In particular, for the above, the compiler will generate the following SQL:
select (
select case when x >= y then x else y end
from (select T1.column1 x, column2 y))
But each line will be its own string literal, so, more accurately, it will concatenate the following three strings:
"select (", // string1
" select case when x >= y then x else y end", // string2
" from (select T1.column1 x, column2 y))" // string3
Importantly, string2
is fixed for any given fragment. The only
thing that changes is string3
, i.e., the arguments. In any modern C
compilation system, the linker will unify the string2
literal across
all translation units so you only pay for the cost of that text one time.
It also means that the text of the arguments appears exactly one time,
no matter how complex they are. For these benefits, we pay the cost of
the select wrapper on the arguments. If the arguments are complex that
“cost” is negative. Consider the following:
select max_func((select max(T.m) from T), (select max(U.m) from U))
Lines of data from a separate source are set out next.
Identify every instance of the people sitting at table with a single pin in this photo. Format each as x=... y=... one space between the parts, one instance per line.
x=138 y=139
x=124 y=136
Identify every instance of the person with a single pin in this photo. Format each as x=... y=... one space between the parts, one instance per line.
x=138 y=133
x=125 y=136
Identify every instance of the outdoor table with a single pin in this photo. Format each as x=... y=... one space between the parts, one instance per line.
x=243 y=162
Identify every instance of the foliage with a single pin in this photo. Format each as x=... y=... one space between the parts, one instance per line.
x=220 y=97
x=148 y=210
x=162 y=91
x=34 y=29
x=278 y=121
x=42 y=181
A direct expansion of the above would result in something like this:
case when (select max(T.m) from T) >= (select max(U.m) from U)
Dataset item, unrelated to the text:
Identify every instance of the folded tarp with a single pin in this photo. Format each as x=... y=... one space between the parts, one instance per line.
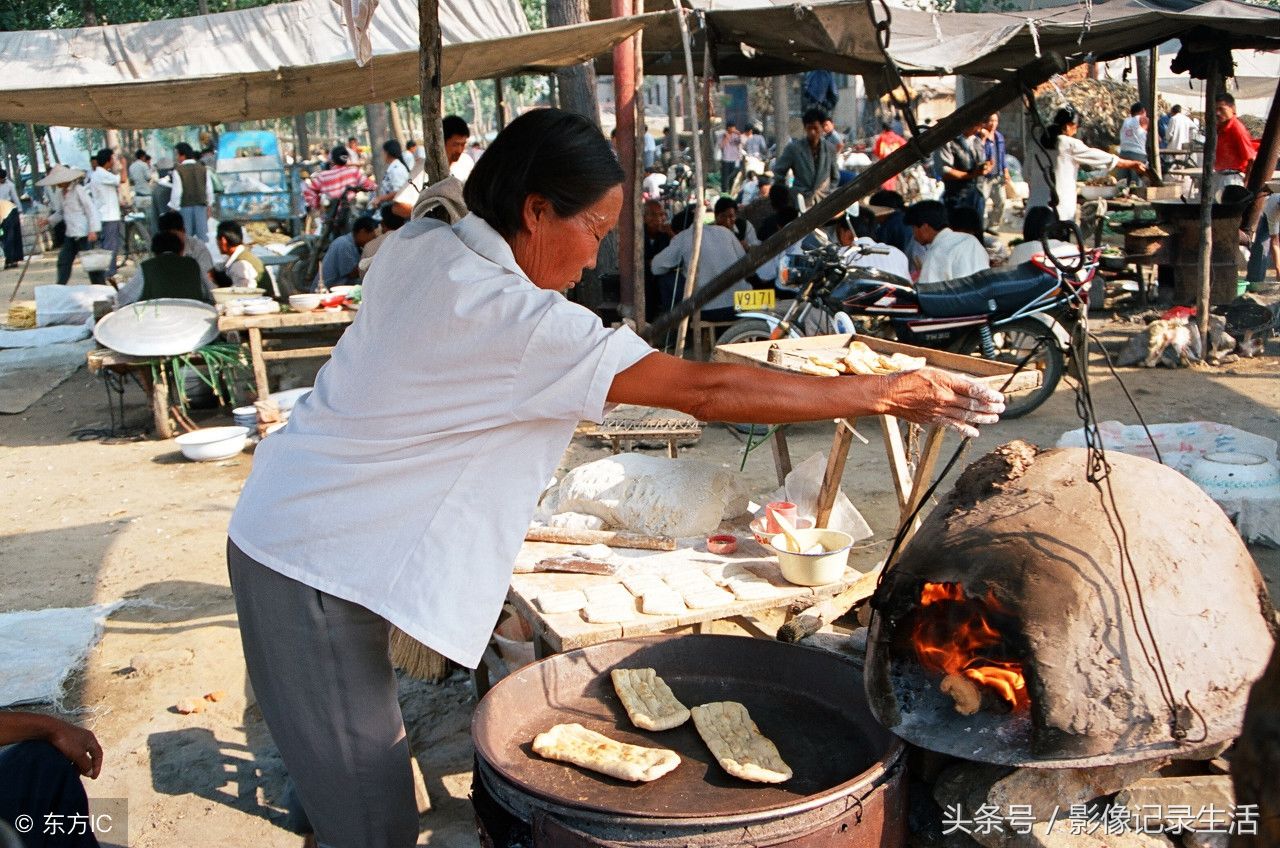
x=266 y=62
then (select max(T.m) from T)
else (select max(U.m) from U)
end;
The above could be accomplished with a simple #define
style
macro. However, the expression fragment generates the following code:
select (
select case when x >= y then x else y end
from select (select max(T.m) from T) x, (select max(U.m) from U) y))
Expression fragments can nest, so you could write:
[[shared_fragment]]
proc max3_func(x integer, y integer, z integer)
begin
select max_func(x, max_func(y, z));
end;
Again, this particular example is a waste because regular max
would
already do the job better.
To give another example, common mappings from one kind of code to another using case/when can be written and shared this way:
-- this sort of thing happens all the time
[[shared_fragment]]
proc remap(x integer not null)
begin
select case x
when 1 then 1001
when 2 then 1057
when 3 then 2010
when 4 then 2011
else 9999
end;
end;
In the following:
select remap(T1.c), remap(T2.d), remap(T3.e) from T1, T2, T3... etc.
The text for remap
will appear three times in the generated SQL query but only one time in your binary.
Restrictions
- the fragment must consist of exactly one simple select statement
- no
FROM
,WHERE
,HAVING
, etc. – the result is an expression
- no
- the select list must have exactly one value
- Note the expression can be a nested
SELECT
which could then have all the usualSELECT
elements
- Note the expression can be a nested
- the usual shared fragment rules apply, e.g. no out-parameters, exactly one statement, etc.
Additional Notes
A simpler syntax might have been possible but expression fragments
are only interesting in SQL contexts where (among other things) normal
procedure and function calls are not available. So the select
keyword
makes it clear to the coder and the compiler that the expression will
be evaluated by SQLite and the rules for what is allowed to go in the
expression are the SQLite rules.
The fragment has no FROM
clause because we’re trying to produce
an expression, not a table-value with one column. If you want a
table-value with one column, the original shared fragments solution
already do exactly that. Expression fragments give you a solution for
sharing code in, say, the WHERE
clause of a larger select statement.
Commpared to something like
#define max_func(x,y) case when (x) >= (y) then x else y end;
The macro does give you a ton of flexibility, but it has many problems:
- if the macro has an error, you see the error in the call site with really bad diagnostic info
- the compiler doesn’t know that the sharing is going on so it won’t be able to share text between call sites
- the arguments can be evaluated many times each which could be expensive, bloaty, or wrong
- there is no type-checking of arguments to the macro so you may or may not get compilation errors after expansion
- you have to deal with all the usual pre-processor hazards
In general, macros can be used (as in C and C++) as an alternative to expression fragments, especially for small fragments. But, this gets to be a worse idea as such macros grow. For larger cases, C and C++ provide inline functions – CQL provides expression fragments.